The last showing of “Skin of Our Teeth” was Wednesday at 7:30 p.m.

The play is about the Antrobus family and their servant, Sabina surviving catastrophic events throughout time.

The Pulitzer prize-winning drama was originally written after Pearl Harbor in 1941 and first performed in early 1942.

Each scene in the play is full of action, moments of morality and unannounced comedy.

The cast includes VSU students Sam Rattfield and D’Amante Wilson as George and Maggie Antrobus, their children Henry and Gladys played by Will Stanley and Diamond Do’zia and their comedic, yet scatter-brained maid Sabina, played by Charlotte Grady.

Unlike the original play, the story does not take place in the imaginary town of Excelsior, NJ. Dr. Jimmy Bickerstaff, director of Skin of Our Teeth, changed the setting to the north Atlanta city of Alpharetta, Ga.

“One of the things Wilder wanted to do was be interactive with his audience and put an element of surprise in the performance,” Bickerstaff said. “So that’s one thing I wanted to do. Also the language in the script fit well with the dialect of this part of the country.”

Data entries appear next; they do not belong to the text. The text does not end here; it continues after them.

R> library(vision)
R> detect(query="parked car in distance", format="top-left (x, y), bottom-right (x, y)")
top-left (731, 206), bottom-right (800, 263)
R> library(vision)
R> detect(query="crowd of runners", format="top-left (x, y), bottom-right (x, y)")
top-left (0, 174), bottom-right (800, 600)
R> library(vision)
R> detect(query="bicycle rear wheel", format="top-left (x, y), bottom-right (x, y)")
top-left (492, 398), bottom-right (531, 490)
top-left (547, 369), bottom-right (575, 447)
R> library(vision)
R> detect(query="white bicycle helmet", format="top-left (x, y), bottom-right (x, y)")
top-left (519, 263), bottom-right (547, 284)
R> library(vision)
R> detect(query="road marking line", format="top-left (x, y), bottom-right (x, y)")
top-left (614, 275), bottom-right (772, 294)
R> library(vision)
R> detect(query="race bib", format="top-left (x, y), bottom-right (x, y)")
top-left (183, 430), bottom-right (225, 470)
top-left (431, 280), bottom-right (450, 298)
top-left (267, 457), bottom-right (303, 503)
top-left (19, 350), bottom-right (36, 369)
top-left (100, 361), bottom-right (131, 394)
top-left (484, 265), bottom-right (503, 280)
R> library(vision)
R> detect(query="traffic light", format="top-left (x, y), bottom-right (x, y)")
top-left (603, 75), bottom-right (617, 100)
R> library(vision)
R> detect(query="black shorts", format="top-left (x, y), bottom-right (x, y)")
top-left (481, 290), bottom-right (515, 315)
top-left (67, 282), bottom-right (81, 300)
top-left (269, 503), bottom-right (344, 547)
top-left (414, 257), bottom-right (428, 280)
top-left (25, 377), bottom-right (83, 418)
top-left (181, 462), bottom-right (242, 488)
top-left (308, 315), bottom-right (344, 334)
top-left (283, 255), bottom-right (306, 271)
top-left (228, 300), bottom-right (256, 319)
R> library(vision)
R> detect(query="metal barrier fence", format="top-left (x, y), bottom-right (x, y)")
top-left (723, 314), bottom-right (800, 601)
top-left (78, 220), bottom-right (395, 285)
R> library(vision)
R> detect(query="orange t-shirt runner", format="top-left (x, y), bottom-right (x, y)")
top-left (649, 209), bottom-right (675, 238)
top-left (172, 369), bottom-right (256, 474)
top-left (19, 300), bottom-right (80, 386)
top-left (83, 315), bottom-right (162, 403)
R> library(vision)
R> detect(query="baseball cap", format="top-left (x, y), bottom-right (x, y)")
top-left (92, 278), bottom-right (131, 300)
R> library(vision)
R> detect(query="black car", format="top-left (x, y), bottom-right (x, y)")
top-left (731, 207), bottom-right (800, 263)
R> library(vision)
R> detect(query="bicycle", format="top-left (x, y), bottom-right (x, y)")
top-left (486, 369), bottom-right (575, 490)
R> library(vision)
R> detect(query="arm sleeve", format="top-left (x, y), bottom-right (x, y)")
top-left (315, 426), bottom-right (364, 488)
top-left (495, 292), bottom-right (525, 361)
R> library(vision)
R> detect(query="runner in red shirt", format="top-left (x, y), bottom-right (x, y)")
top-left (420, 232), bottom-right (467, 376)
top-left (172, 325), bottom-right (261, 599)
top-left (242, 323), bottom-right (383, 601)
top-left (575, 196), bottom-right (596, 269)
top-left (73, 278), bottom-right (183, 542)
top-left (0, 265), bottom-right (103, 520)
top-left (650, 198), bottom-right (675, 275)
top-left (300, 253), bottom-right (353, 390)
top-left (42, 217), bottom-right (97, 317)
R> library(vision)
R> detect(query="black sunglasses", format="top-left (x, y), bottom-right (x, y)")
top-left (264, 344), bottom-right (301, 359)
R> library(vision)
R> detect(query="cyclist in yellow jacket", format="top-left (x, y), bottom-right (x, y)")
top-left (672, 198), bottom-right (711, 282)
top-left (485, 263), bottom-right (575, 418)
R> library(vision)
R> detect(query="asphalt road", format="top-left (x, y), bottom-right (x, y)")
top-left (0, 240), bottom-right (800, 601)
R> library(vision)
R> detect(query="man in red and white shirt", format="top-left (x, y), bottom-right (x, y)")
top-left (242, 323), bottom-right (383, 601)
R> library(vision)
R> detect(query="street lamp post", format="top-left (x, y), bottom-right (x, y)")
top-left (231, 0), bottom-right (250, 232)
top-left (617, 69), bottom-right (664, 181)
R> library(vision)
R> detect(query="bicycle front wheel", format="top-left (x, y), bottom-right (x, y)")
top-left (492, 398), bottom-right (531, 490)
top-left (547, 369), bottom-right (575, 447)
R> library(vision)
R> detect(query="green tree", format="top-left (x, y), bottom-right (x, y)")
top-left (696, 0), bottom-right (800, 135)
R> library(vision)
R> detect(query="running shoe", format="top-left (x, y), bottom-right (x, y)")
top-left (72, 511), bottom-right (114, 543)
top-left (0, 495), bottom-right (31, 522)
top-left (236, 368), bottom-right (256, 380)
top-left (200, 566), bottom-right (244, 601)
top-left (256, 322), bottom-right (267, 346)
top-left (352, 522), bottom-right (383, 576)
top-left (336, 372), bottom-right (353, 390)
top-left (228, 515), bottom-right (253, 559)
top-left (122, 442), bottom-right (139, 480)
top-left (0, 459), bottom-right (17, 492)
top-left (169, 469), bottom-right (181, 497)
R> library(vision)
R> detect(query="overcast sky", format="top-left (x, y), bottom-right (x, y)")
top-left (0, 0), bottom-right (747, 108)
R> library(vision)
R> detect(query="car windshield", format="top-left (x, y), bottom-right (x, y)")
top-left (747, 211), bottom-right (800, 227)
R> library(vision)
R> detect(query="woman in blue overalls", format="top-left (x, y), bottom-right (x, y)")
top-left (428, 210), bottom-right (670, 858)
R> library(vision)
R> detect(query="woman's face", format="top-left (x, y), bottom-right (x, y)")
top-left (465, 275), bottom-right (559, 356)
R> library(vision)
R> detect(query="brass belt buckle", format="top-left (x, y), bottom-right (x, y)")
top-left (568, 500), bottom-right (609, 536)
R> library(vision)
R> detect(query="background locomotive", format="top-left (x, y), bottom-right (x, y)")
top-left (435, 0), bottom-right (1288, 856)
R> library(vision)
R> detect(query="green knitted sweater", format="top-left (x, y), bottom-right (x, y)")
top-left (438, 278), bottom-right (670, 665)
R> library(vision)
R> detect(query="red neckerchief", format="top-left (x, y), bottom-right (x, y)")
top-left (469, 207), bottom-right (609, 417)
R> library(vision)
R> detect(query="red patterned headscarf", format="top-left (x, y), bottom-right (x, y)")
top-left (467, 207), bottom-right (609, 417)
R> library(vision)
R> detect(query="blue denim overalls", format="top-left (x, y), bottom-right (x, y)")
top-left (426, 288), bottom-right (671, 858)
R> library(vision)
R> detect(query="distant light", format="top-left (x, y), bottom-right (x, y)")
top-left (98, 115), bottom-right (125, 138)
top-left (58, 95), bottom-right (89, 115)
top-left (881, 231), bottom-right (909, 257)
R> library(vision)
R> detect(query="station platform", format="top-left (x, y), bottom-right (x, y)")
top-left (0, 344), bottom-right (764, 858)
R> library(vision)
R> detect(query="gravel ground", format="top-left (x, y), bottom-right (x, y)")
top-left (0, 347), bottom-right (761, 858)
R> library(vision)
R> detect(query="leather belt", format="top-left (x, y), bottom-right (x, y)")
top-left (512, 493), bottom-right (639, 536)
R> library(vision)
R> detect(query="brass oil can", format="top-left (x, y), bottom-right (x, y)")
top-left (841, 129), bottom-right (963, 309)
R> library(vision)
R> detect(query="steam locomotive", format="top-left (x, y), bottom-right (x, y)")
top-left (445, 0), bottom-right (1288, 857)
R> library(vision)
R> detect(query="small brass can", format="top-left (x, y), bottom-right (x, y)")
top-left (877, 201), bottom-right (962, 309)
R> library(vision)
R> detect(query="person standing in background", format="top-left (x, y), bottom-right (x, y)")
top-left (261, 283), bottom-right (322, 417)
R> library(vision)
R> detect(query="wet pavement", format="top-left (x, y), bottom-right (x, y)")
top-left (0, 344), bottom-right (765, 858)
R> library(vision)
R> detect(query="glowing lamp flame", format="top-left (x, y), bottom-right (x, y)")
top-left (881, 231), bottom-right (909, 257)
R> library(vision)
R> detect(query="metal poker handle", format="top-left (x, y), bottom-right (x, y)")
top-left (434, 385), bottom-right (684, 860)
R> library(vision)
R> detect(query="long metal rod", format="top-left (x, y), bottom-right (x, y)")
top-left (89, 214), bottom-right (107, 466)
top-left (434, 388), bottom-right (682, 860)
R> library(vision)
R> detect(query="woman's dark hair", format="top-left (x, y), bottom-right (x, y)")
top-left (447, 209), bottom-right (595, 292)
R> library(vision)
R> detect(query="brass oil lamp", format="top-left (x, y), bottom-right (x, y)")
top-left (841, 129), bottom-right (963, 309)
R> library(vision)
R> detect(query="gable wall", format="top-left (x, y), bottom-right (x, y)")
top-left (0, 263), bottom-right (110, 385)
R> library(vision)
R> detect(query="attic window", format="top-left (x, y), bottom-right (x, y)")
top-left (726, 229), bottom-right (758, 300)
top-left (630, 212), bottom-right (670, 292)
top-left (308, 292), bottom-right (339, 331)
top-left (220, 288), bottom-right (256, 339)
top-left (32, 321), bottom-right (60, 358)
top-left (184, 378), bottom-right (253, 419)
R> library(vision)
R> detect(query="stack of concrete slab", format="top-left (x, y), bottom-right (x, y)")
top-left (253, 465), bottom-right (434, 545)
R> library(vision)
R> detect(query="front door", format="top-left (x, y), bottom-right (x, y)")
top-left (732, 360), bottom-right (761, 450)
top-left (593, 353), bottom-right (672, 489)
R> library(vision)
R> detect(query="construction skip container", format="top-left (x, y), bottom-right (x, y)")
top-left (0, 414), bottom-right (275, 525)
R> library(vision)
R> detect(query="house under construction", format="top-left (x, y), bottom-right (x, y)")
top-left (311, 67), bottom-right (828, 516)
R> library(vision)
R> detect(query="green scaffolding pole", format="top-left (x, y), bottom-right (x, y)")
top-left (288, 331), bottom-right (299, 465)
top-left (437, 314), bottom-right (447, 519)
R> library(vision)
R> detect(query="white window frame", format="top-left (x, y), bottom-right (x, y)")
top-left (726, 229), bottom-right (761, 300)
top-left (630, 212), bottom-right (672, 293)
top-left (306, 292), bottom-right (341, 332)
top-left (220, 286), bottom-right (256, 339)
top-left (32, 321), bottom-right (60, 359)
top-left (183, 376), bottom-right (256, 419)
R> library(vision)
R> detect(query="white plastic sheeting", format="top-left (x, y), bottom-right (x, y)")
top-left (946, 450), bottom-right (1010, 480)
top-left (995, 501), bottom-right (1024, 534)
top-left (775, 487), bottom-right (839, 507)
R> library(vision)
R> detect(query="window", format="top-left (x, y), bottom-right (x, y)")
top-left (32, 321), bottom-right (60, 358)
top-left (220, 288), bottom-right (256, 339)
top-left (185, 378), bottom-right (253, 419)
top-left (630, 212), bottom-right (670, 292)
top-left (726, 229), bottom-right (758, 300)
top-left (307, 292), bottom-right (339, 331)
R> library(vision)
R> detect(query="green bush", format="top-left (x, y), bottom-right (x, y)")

In conjunction with the “southern” tone added to the play, Dr. Bickerstaff also let the cast members and stage manager (Abigail Vincent) be themselves in order to add an element of color to the show.

“The breaks in the play were all in the script, not just for Sabina’s character,” Bickerstaff said. “But in the script, everyone is a professional actor doing a show in New York City. I just gave everyone their own identity for a university setting.”

Dr. Bickerstaff also notes that some of the larger breaks in the play, like the fact the entire cast was sick from lemon meringue pie, were in Wilder’s original script.

All in all, in Dr. Bickerstaff’s eyes, the cast he assembled did an amazing job.

“I was very happy with the entire cast and they all worked very hard,” Bickerstaff said. Everyone is a theatre student and is trained to work with dialogue like this for their future profession. We did a lot of laughing during rehearsals and the show came out great.”

Some audience members thought the show was great as well.

“I thought the director and cast did a great job, Margaret Young, 52, of Lake Park, Ga., said. “I couldn’t stop laughing at Sabina.”